Public school choice: a hot item on the reform issue agenda

`CHOICE' - allowing parents to choose the public school their children attend - is on its way to becoming one of the hottest items on the school reform agenda this year. Until now, ``choice'' and ``vouchers'' have been linked with the Reagan administration's unpopular and unsuccessful effort to give aid to private schools - specifically, to fundamentalist Christian and Roman Catholic institutions.

But the latest innovation - touted as an elegant solution to a number of educational problems, from desegregation to teaching values effectively - is to offer choice within public school districts.

In East Harlem, N.Y., St. Paul and Minneapolis, Minn., and Cambridge, Mass., parents have exercised a ``public choice'' option among elementary and middle schools for several years.

This fall, school districts in Little Rock, Ark., and in Fall River and Lowell, Mass., will also open with a choice option.

One of the main arguments for choice is that it offers a fair method of desegregation. There is no forced busing. Parents can try different schools for their children. Schools with higher parental involvement are better schools, experts say.

But advocates of choice - among them, some of the top thinkers in education today - say choice not only improves equity, it also creates the conditions for excellence and the kind of school reform that heretofore has only been talked about.

Indeed, they say it forces school reform: In a choice system, schools no longer have a ``captive market.'' They must compete. Principals and teachers must scrutinize what they do more carefully. Basic but often ignored questions such as ``What should we teach and are we doing it well enough?'' become more vital. Leaders, and new ideas, emerge in such a climate. Teachers, often woefully isolated, must work more closely together and in many cases assume a more commanding, professional role - something they have been arguing for.

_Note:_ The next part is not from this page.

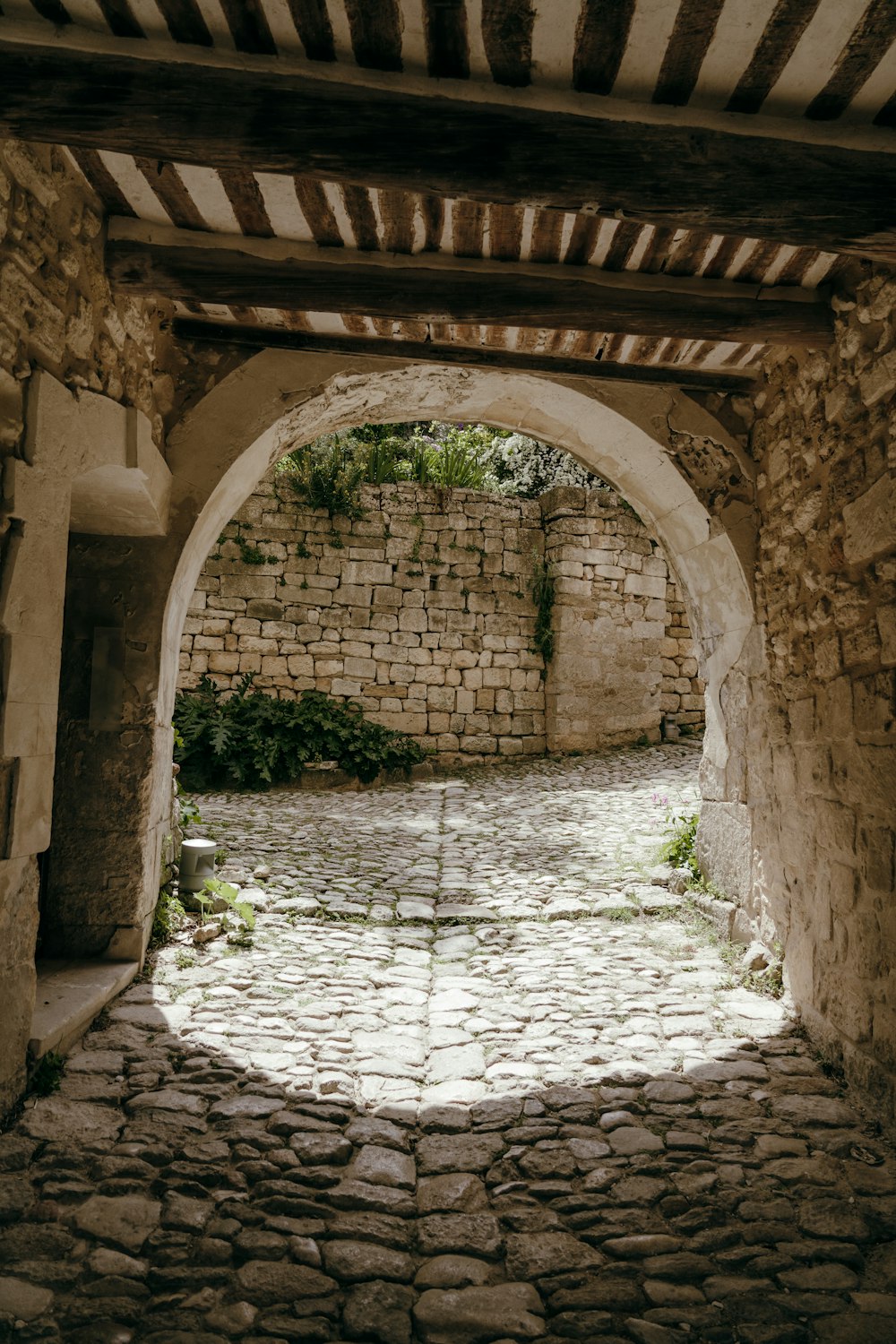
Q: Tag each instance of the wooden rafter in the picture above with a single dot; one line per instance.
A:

Schools are often ``restructured'' as a result of choice - become more distinctive. In St. Paul, for example, parents can choose among several types of schools: There is an ``open school,'' modeled from the progressive ideas of the 1960s, and a ``fundamentals school,'' where students take a core curriculum. A third school focuses on science and math; another follows the educational philosophy of Maria Montessori.

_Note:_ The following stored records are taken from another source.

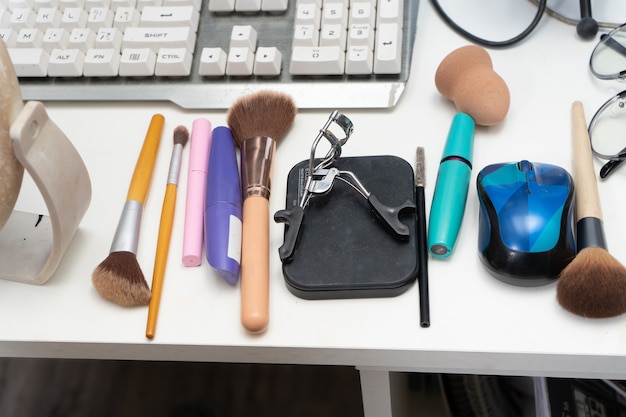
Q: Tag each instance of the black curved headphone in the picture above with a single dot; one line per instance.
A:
(586, 28)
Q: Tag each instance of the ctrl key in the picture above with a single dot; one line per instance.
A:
(29, 62)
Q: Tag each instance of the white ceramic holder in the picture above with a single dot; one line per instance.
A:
(32, 245)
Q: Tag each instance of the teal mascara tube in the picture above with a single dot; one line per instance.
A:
(448, 205)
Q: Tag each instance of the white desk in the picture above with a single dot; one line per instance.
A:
(479, 325)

Schools with distinct identities impart a deeper, more coherent set of values than do schools that serve a thin moral and civic gruel designed to please every taste, experts say.

The bottom line, says Joe Nathan, one of the architects of the St. Paul plan, is that ``choice provides a better education with fewer dropouts. That's what we've found in every place it's been tried.''

Charles Glenn, director of the Equal Educational Opportunities Office in the state of Massachusetts, says choice offers a chance for real reform in schools, because it ``deals with the structural constraints of schools. Efforts to pay teachers more, do different kinds of teacher training, do a slight reshifting of curricula - these don't get at the basic question, `What are we doing in our schools?'''

Choice also offers the kind of flexibility among schools that will be needed as the ethnic and racial demographics of America's student body continue to change, Dr. Glenn says.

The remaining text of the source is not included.